Bearbeiter: Barbara Tuma

Im 1. Quartal 2016 hat der Europäische Gerichtshof für Menschenrechte überfolgende Beschwerden entschieden, die gegen die Republik Österreich gerichtet waren:

Importance Level 2:

EGMR 16. 2. 2016, 8895/10, Ärztekammer für Wien und Dorner v. Austria (Unterlassungsverpflichtung nach § 7 UWG als Verletzung der Meinungsäußerungsfreiheit?)

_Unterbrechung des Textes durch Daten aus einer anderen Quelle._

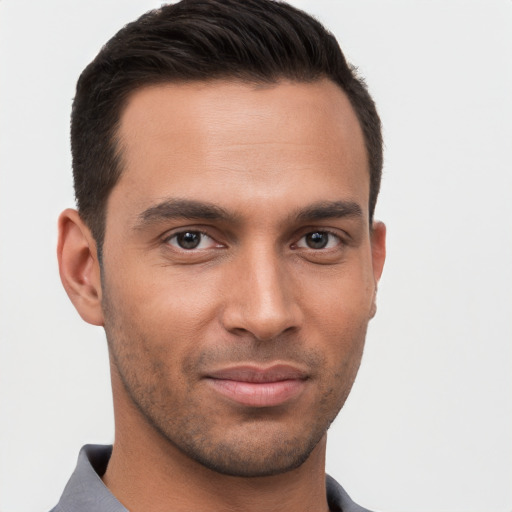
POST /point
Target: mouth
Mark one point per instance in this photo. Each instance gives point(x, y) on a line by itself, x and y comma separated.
point(254, 386)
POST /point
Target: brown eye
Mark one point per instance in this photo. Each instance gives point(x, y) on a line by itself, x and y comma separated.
point(317, 240)
point(190, 240)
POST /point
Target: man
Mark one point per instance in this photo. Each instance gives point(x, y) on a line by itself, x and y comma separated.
point(227, 163)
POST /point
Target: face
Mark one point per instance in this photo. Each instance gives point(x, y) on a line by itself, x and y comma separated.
point(239, 267)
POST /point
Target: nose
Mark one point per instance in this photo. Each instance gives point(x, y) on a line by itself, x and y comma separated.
point(261, 299)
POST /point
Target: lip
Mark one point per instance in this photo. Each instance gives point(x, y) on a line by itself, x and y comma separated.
point(258, 387)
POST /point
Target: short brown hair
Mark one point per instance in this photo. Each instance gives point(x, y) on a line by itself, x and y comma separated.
point(200, 40)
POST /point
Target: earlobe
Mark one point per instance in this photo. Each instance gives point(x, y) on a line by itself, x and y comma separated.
point(79, 267)
point(378, 241)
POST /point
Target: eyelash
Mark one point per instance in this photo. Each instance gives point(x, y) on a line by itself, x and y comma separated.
point(296, 245)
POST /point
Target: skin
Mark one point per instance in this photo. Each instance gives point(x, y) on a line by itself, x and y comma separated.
point(267, 175)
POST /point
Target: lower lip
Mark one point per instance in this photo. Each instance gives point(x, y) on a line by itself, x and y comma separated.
point(259, 394)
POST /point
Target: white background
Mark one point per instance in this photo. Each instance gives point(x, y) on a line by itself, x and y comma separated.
point(429, 424)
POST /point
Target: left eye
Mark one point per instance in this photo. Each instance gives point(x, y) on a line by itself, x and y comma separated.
point(189, 240)
point(319, 240)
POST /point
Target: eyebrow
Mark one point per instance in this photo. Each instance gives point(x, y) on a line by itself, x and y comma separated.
point(330, 210)
point(176, 208)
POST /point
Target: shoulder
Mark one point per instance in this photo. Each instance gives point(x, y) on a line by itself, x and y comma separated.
point(338, 499)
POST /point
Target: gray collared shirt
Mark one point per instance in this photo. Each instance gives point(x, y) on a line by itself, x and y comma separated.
point(85, 491)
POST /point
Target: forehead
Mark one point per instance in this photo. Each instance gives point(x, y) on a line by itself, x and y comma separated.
point(208, 140)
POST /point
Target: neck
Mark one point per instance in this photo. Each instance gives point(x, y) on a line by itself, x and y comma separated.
point(148, 473)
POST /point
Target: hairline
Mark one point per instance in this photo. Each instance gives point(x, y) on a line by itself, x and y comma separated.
point(116, 144)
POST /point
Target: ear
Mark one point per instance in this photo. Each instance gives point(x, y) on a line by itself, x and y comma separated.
point(378, 242)
point(79, 266)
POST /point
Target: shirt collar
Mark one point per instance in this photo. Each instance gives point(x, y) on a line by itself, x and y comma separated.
point(86, 492)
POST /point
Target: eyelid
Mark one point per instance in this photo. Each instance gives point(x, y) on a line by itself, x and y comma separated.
point(336, 234)
point(175, 233)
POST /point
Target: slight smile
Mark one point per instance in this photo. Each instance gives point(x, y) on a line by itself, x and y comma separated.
point(259, 387)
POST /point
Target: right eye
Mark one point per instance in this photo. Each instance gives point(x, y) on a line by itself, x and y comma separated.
point(190, 240)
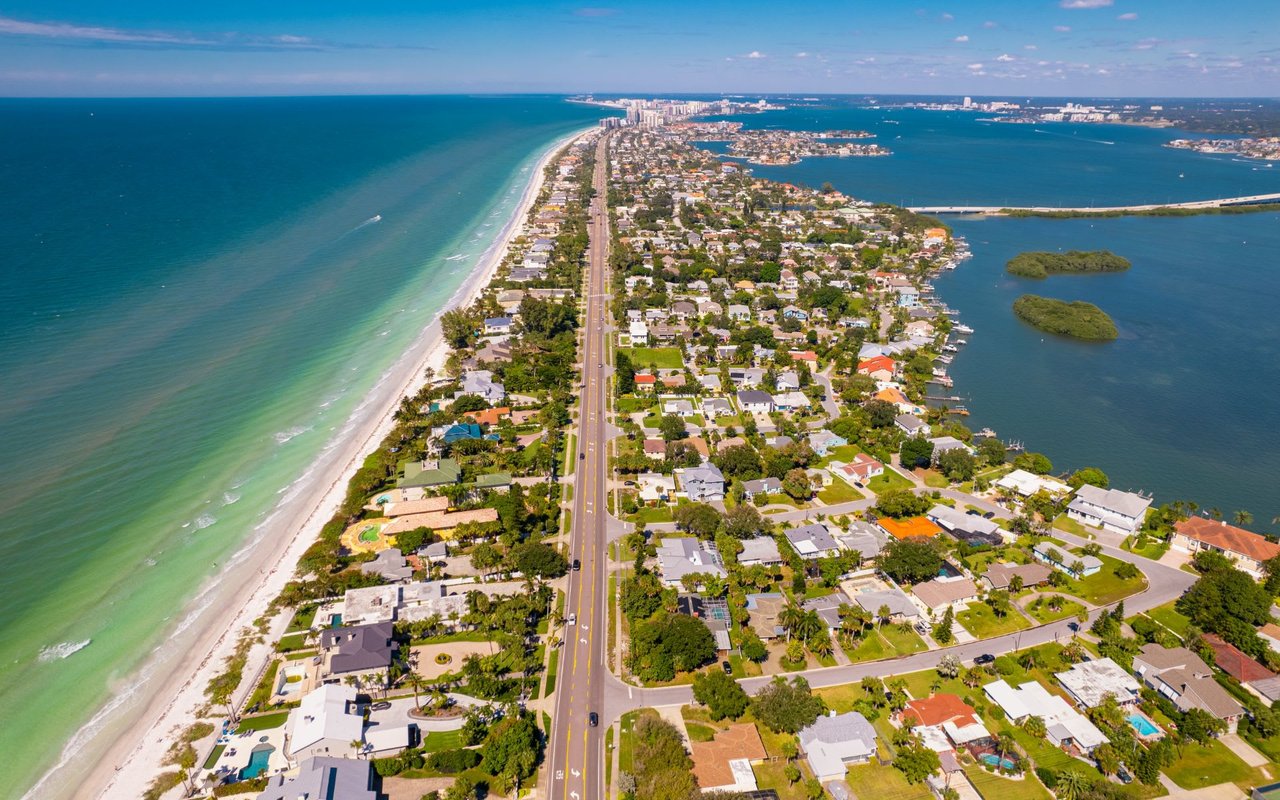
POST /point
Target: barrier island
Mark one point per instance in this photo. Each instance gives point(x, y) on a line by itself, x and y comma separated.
point(1077, 319)
point(1073, 261)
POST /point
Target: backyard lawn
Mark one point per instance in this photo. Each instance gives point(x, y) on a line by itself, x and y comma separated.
point(662, 357)
point(1200, 767)
point(983, 624)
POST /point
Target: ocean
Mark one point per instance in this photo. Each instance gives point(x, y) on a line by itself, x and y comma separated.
point(195, 296)
point(1184, 403)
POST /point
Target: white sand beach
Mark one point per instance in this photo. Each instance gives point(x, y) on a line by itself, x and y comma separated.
point(120, 750)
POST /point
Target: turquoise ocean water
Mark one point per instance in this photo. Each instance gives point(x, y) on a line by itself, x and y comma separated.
point(1185, 402)
point(195, 296)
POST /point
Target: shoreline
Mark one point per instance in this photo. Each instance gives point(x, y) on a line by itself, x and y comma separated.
point(257, 572)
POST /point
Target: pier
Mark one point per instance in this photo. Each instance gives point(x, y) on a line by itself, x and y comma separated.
point(1251, 200)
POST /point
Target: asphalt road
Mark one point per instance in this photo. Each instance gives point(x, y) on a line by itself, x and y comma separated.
point(575, 753)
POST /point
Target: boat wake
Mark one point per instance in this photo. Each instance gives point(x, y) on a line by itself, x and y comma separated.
point(63, 649)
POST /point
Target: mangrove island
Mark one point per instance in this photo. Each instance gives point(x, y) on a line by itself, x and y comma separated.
point(1075, 319)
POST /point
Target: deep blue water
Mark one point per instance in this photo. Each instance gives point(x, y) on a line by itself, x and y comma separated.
point(1184, 403)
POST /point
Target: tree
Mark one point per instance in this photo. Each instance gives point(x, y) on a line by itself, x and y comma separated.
point(1092, 476)
point(786, 707)
point(721, 694)
point(958, 465)
point(917, 452)
point(698, 519)
point(910, 560)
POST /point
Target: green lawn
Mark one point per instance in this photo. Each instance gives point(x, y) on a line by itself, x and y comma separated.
point(995, 787)
point(662, 357)
point(983, 624)
point(874, 782)
point(839, 492)
point(888, 480)
point(1200, 767)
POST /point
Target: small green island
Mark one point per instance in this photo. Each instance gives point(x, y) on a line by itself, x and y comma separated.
point(1078, 319)
point(1073, 261)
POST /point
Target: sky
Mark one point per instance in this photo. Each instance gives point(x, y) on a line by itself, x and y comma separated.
point(982, 48)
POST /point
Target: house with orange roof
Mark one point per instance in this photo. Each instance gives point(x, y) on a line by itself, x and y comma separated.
point(725, 762)
point(913, 528)
point(1246, 548)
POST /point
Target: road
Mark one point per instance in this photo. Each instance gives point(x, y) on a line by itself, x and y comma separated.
point(575, 753)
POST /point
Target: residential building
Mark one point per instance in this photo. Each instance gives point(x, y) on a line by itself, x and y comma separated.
point(835, 743)
point(1247, 549)
point(1120, 512)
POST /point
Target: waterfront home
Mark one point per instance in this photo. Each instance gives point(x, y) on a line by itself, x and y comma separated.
point(835, 743)
point(1065, 727)
point(1247, 549)
point(1088, 682)
point(965, 526)
point(763, 485)
point(1072, 563)
point(725, 762)
point(812, 542)
point(702, 484)
point(1120, 512)
point(324, 777)
point(1187, 681)
point(679, 557)
point(362, 652)
point(1025, 484)
point(1001, 575)
point(324, 723)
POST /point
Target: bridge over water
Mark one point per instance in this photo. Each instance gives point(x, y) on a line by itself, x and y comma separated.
point(1252, 200)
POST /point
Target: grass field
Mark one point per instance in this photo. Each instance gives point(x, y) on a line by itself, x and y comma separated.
point(983, 624)
point(662, 357)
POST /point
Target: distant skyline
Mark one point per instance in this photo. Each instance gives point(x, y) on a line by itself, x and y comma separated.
point(1006, 48)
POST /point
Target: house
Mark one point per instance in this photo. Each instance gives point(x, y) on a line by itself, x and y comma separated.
point(812, 542)
point(936, 595)
point(497, 325)
point(762, 613)
point(1025, 484)
point(324, 778)
point(1075, 566)
point(725, 762)
point(913, 528)
point(759, 551)
point(324, 723)
point(836, 741)
point(822, 442)
point(956, 721)
point(858, 471)
point(679, 557)
point(753, 401)
point(361, 652)
point(763, 485)
point(656, 488)
point(1065, 726)
point(1187, 680)
point(1247, 549)
point(1120, 512)
point(970, 528)
point(1001, 575)
point(912, 425)
point(1088, 682)
point(702, 484)
point(480, 383)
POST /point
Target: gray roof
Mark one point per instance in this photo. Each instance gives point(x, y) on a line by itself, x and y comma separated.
point(324, 778)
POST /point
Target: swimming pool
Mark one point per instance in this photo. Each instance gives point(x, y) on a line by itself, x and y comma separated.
point(1144, 727)
point(257, 760)
point(991, 759)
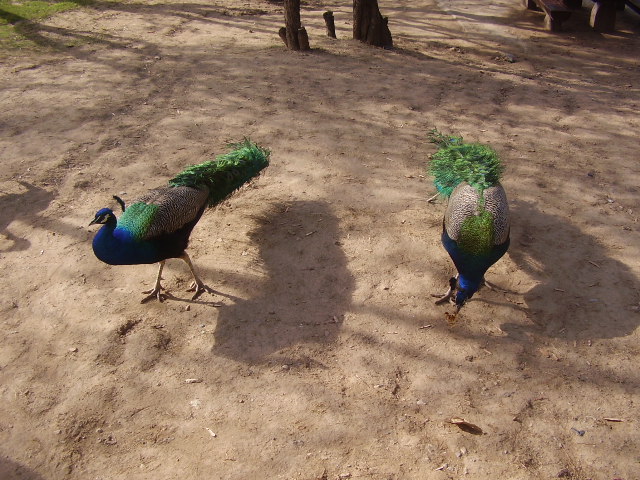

Keine Verletzung von Art 10 EMRK (Meinungsäußerungsfreiheit):

Der Ärztekammer Wien und deren Präsidenten war nach Veröffentlichung eines Artikels zu einer angeblich geplanten Übernahme von Arztpraxen durch einen „Heuschreckenfonds“ (Veröffentlichung auf der Webseite und in einer E-Mail an alle Mitglieder der Kammer) wegen der Herabsetzung des Unternehmens durch Verwendung des Begriffs „Heuschrecke“ eine entsprechende Unterlassungsverpflichtung gem § 7 UWG auferlegt worden (zum Sicherungsverfahren siehe OGH 22. 1. 2008, 4 Ob 236/07w, LN Rechtsnews 4821 vom 11. 4. 2008 = RdW 2008/363; Entscheidung im Hauptverfahren: OGH 14. 7. 2009, 4 Ob 22/09b, RdW 2010/158). In ihrer Beschwerde beim EGMR machen sie dies als Verletzung der Meinungsäußerungsfreiheit geltend.

Nach eingehender Auseinandersetzung mit Art 34 EMRK lehnt der EGMR die Beschwerde der Ärztekammer als unzulässig ab: Bei Veröffentlichung des Artikels habe die Ärztekammer offensichtlich in Ausübung ihrer öffentlichen Funktionen gehandelt, weshalb sie keine Individualbeschwerde nach Art 34 EMRK erheben könne.

Dem Präsidenten der Ärztekammer hingegen erkannte der EGMR ein entsprechendes Beschwerderecht zu, weil die Unterlassungsverpflichtung auch an ihn selbst als Privatperson gerichtet war.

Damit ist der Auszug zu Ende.